Tag Archives: computer

Blocks, both technical and mental

Blocking content from the Internet is getting a lot of press of late. The last couple of weeks has seen the Pirate Bay being blocked by a number of large ISPs and debate over whether the blocking of “adult” content should be opt-in or opt-out.

Unfortunately the enthusiasm to “protect the children” and “protect the copyright holders” seems to have pushed aside much of the debate of whether we should be doing this at all or whether it’s practical.

Whether we should be doing it or not is political. I have my opinions1 but what I want to concentrate on here is whether or not blocking such content is actually possible.

There are a number of different ways of vetting content. They’re not necessarily mutually exclusive, but they’re all deeply flawed.

First, a common one from politicians: the Internet is just like TV and cinema:

Perry said that she has been accused of censorship over the campaign, but argued that the internet was no different to TV and radio and should be regulated accordingly.

No, no it isn’t. There are a handful of TV channels, even taking cable and satellite into account, and a relatively small number of movies released every week. It’s practical to rate movies. TV programmes are distributed centrally, so pressure can be placed on a small number of UK-based commercial entities when they do naughty things.
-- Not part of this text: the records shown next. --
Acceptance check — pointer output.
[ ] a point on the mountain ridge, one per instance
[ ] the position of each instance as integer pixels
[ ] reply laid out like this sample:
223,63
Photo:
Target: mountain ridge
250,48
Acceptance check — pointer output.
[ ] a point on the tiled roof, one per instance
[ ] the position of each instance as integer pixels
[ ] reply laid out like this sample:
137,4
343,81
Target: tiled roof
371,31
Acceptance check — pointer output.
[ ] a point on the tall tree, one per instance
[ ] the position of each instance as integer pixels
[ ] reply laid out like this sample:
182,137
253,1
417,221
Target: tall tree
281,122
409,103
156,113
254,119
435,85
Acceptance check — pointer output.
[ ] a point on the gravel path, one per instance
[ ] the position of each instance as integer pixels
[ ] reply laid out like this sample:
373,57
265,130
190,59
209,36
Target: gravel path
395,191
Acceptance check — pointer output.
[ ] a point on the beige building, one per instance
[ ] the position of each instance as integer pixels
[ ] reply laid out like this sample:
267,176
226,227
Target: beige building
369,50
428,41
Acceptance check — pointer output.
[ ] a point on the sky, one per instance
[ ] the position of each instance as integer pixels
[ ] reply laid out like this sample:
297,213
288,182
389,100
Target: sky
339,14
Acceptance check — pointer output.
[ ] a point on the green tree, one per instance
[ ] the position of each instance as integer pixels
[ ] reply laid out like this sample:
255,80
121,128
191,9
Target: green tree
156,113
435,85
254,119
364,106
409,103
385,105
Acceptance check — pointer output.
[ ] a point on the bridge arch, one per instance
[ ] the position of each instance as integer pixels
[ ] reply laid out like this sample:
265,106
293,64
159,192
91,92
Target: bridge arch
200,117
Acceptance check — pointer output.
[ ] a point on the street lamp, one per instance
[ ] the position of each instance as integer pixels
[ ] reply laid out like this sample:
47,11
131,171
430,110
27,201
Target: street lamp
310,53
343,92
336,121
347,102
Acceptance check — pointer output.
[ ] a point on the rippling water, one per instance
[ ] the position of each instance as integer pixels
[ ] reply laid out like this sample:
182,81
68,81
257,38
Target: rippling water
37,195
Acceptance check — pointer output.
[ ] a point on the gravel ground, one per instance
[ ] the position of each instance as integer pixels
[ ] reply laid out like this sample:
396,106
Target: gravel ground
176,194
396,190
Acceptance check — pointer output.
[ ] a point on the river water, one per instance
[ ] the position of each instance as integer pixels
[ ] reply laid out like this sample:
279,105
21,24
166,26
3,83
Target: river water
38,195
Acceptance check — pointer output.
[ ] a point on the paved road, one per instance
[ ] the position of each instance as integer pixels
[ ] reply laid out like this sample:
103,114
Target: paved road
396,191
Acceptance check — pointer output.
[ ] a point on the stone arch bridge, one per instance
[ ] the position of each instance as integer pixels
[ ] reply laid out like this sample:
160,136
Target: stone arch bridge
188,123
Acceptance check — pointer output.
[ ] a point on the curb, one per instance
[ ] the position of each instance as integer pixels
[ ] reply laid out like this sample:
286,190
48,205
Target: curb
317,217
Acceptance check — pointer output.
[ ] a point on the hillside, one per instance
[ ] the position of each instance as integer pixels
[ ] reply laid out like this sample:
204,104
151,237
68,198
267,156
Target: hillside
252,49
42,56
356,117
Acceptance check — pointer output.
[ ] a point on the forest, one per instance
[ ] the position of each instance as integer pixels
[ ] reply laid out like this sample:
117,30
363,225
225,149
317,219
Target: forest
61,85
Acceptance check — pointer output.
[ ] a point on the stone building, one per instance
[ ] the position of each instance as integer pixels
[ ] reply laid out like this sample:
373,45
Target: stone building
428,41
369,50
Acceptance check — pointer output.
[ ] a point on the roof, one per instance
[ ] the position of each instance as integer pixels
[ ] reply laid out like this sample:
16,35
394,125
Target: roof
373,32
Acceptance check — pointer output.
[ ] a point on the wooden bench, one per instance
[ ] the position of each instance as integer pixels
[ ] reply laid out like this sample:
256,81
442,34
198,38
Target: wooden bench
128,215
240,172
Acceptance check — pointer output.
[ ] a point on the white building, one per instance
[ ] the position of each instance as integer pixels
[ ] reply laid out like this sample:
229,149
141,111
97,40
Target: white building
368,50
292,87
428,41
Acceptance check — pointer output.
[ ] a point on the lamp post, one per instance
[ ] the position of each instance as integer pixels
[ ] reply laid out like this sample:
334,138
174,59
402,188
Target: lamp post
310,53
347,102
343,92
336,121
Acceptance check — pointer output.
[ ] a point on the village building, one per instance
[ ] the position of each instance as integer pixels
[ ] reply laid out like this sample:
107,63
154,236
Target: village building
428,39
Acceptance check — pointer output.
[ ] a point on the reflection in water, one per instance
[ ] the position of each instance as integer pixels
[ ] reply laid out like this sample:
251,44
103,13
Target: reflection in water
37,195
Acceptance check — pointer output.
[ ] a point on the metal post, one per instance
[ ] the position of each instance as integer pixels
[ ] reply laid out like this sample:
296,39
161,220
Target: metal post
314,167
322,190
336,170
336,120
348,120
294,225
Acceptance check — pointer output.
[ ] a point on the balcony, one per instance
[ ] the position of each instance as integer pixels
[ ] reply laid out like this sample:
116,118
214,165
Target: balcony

The Internet is very different. Firstly, counting the number of web pages is rather harder. This is what Wikipedia has to say:

As of March 2009, the indexable web contains at least 25.21 billion pages.[79] On July 25, 2008, Google software engineers Jesse Alpert and Nissan Hajaj announced that Google Search had discovered one trillion unique URLs.

Note that even the smaller number is from three years ago. I’d bet that it’s not smaller now. Clearly the same system of rating an regulation clearly isn’t going to work on that scale. And even if it was possible to rate each of these sites, the UK government has little leverage over foreign websites.

There are basically three ways to automate the process: white list, black list and keyword scanning.

A white list says “you can visit these websites.” Even assuming no new websites are ever added and no new content is ever created, rating those 25 billion pages is not practical. I don’t think we want an official approved reading list.

A black list is the opposite: “you can visit anything except these pages.” We have the same scale problem as with white lists and a few more. Much of the Internet is “user contributed” and it’s not hard to create new sites. If my site is blocked, I can create a new one with the same content very, very quickly. Basically, there’s just no way to keep on top of new content.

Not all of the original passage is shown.